Abstrak
Morphologi Pulau Baai sebelum dibangun merupakan suatu lagun / kolam yang
terbentuk oleh lidah pasir yang membujur dari arah selatan ke utara, dan kemudian menjadi
sebuah Pelabuhan yang bernama Pulau Baai. Daerah sekitar pelabuhan pulau tumbuh dengan
sendirinya dan menjadi sebuah kawasan permukiman penduduk yang padat dan rapat. Karena
pola yang digunakan dalam pembangunan sebuah permukiman tidak kelihatan serta tidak
sesuai dengan Rencana Tata Ruang Wilayah dan pembangunan dilakukan sekedar memenuhi
kebutuhan tempat tinggal. Selain itu juga tidak memikirkan penataan dan fungsi ruang sesuai
peruntukannya sehingga kawasan tersebut tumbuh dan berkembang menjadi kawasan
permukiman kumuh.
Dalam menentukan upaya penanganan kawasan permukiman kumuh nelayan Pulau
Baai ada beberapa hal pokok yang harus diketahui baik itu kriteria permukiman kumuh itu
sendiri maupun faktor penyebab kekumuhan yang terjadi dikawasan tersebut.
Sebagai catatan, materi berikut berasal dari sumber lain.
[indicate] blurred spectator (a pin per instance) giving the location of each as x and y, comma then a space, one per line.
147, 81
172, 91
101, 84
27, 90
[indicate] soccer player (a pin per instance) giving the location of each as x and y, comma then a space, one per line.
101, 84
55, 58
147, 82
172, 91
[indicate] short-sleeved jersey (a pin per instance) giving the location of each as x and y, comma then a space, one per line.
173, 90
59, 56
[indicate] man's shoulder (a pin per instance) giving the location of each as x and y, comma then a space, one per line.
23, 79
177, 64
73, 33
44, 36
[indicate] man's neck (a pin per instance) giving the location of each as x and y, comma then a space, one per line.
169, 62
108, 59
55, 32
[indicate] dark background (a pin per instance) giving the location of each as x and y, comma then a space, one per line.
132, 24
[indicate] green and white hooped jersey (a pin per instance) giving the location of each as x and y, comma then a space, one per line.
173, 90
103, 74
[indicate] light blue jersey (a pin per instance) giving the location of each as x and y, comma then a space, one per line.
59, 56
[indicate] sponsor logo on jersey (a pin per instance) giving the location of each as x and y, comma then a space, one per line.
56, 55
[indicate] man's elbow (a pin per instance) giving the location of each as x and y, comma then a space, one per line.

Selain itu
kawasan permukiman tersebut mempunyai potensi yang sangat besar sekali dalam perputaran
perekonomian. Dalam penelitian ini digunakan jenis penelitian deskriptif tujuannya adalah
untuk membuat deskripsi secara sistematis, faktual dan akurat mengenai fakta-fakta dan sifatsifat populasi atau daerah tertentu.
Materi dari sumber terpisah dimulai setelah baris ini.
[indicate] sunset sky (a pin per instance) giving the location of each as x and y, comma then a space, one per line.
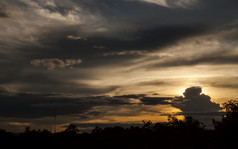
111, 62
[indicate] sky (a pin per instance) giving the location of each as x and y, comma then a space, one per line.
115, 62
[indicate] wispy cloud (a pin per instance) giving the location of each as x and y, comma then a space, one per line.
55, 63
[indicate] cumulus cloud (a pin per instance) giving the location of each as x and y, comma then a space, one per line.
194, 101
55, 63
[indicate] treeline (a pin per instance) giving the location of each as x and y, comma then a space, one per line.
185, 134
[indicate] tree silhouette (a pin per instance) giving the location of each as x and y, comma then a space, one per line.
229, 121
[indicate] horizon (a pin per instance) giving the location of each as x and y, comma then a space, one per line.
115, 61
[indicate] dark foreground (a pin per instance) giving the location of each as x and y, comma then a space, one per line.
186, 134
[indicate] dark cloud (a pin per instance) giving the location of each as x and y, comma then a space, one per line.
29, 105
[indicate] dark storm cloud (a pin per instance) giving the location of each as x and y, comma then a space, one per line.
30, 105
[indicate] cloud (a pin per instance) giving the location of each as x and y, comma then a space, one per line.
32, 105
75, 37
55, 63
173, 3
194, 101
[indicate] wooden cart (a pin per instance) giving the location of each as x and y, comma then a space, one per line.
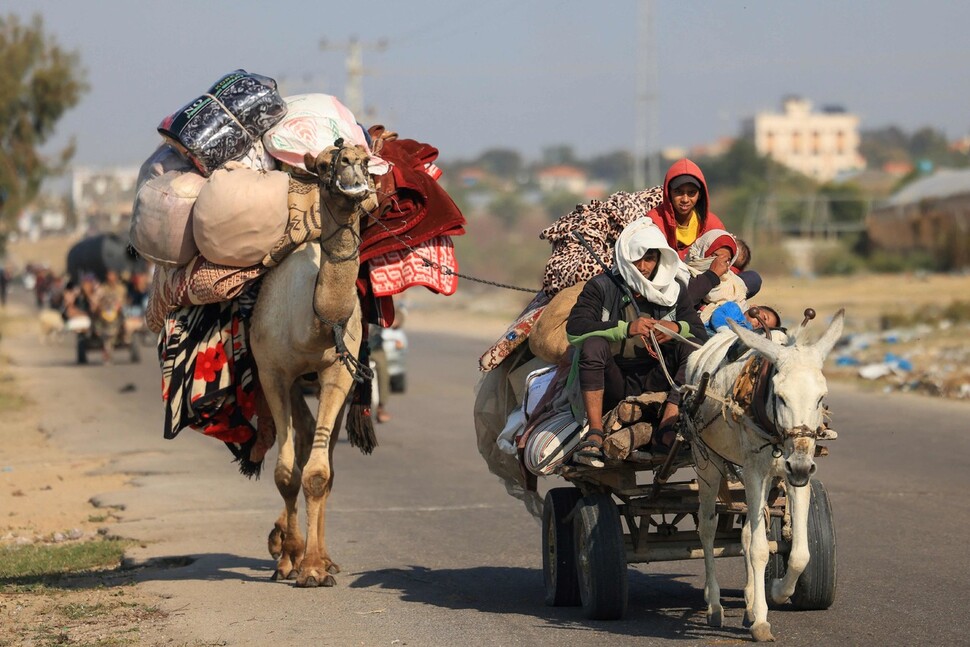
613, 516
Upaya Penanganan kawasan permukiman kumuh nelayan Pulau Baai Kota Bengkulu
dilakukan dengan melaksanakan peremajaan daerah sepadan sungai, melakukan pengerukan
sungai dan melakukan penyeimbangan kepadatan penduduk yang ada dikawasan tersebut.
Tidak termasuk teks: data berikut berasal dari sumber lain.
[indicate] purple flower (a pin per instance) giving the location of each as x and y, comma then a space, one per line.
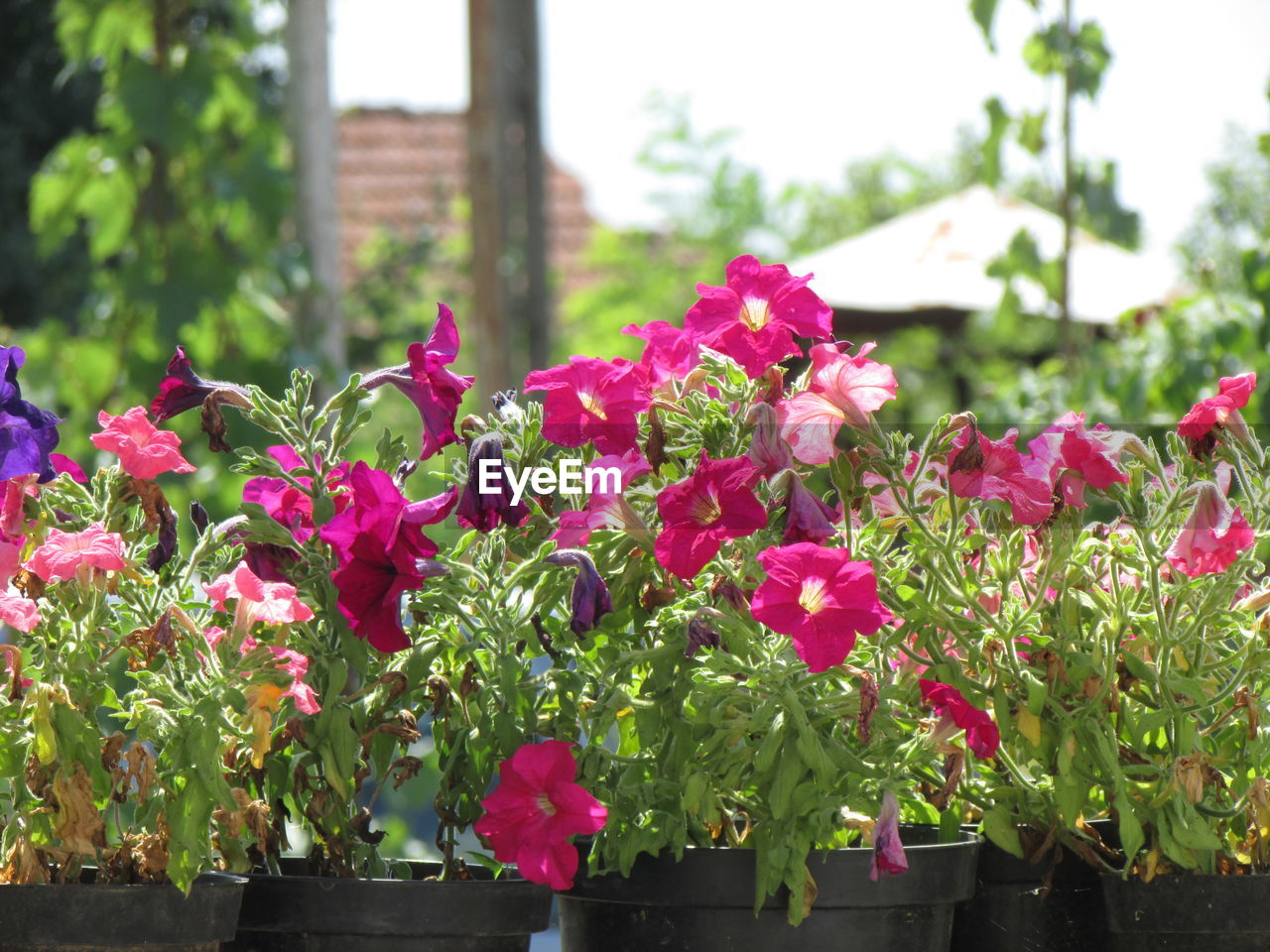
434, 389
589, 599
183, 390
27, 433
485, 511
888, 851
Selain itu juga hal yang sangat pokok adalah melaksanakan rehabilitasi fisik rumah tidak
layak huni bagi masyarakat permukiman kumuh nelayan Pulau Baai Kota Bengkulu.
Abstract
Morphologi Pulau Baai before built a huevito / pond formed by a tongue of sand that
ran from south to north, and then became a harbor called Pulau Baai. The area around the
harbor islands grow by itself and become an area of dense settlements and meetings. Because
the pattern used in the construction of a settlement is not visible and not in accordance with
the Spatial Planning and development carried out just to meet housing needs. It also did not
think the arrangement and appropriate space allocation functions that region grow and
develop into the slums area.
In determining the way in slum areas Baai Island fishermen there are some basic
things to know whether the criteria themselves slums and slums causing factors such happens
the region. Besides these settlements has a huge potential once in the economic cycle. In this
research used descriptive type of research goal is to create a systematic description, factual
and accurate statement of the facts and the nature of population or a particular region.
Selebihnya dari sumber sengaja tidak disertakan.